HR Guide to the Internet:
Job Analysis: Law/Legal Issues: Federal Guidelines

Impact of the Uniform Guidelines on Employee Selection Procedures

The Uniform Guidelines on Employee Selection Procedures states that a thorough job analysis is needed for supporting a selection procedure (see: 60-3.9 - No assumption of validity. Section B.)

Validity studies should be based on review of information about the job. Any validity study should be based upon a review of information about the job for which the selection procedure is to be used. The review should include a job analysis...(see: 60-3.14 - Technical standards for validity studies. Section A.)

A job analysis should describe all important work behaviors, their relative importance, and their difficulty level. "[A] job analysis [should include] an analysis of the important work behavior(s) required for successful performance and their relative importance and, if the behavior results in work product(s), an analysis of the work product(s). Any job analysis should focus on the work behavior(s) and the tasks associated with them. If work behavior(s) are not observable, the job analysis should identify and analyze those aspects of the behavior(s) that can be observed and the observed work products. The work behavior(s) selected for measurement should be critical work behavior(s) and/or important work behavior(s) constituting most of the job." (see: 60-3.14 - Technical standards for validity studies. Section C.(2))

Impact of the Americans with Disabilities Act

With the passage of the American's With Disabilities Act (ADA, 1990), job analysis has taken on an increasing importance. A job analysis can be used to define the essential elements of the job, including the physical demands that the work requires.

The ADA specifically states: No covered entity shall discriminate against a qualified individual with a disability because of the disability of such individual in regard to job application procedures, the hiring, advancement, or discharge of employees, employee compensation, job training, and other terms, conditions, and privileges of employment.

The Act defines "qualified individual with a disability" as someone with a disability who:
"with or without reasonable accommodation, can perform the essential functions of the employment position that such individual holds or desires." (see ADA Section 101. Definitions (8)).

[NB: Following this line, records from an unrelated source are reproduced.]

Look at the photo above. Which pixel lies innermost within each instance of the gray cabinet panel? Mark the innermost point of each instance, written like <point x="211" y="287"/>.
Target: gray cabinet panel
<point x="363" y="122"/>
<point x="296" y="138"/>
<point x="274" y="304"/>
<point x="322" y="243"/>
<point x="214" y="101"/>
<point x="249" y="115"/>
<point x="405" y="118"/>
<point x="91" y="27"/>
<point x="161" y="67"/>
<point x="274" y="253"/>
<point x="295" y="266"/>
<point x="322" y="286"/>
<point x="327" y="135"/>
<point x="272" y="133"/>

What is an "essential function"?
The Act states: "...consideration shall be given to the employer's judgment as to what functions of a job are essential, and if an employer has prepared a written description before advertising or interviewing applicants for the job, this description shall be considered evidence of the essential functions of the job (see ADA Section 101. Definitions (8)).

Determination of "reasonable accommodations".
The ADA requires that handicapped individuals be given "reasonable accommodation" in the workplace so that they will not be unreasonably excluded from employment. Job Analysis is a process to identify the tasks and duties performed on the job as well as equipment used. This information may be helpful in determining what "reasonable accommodations" could be made for an individual to perform the job.

Can the job analysis be used in defense of actions by the employer sued under ADA?
Job Analysis will play a crucial role in identifying the essential functions of a job and also assisting in identifying what reasonable accommodations may be made.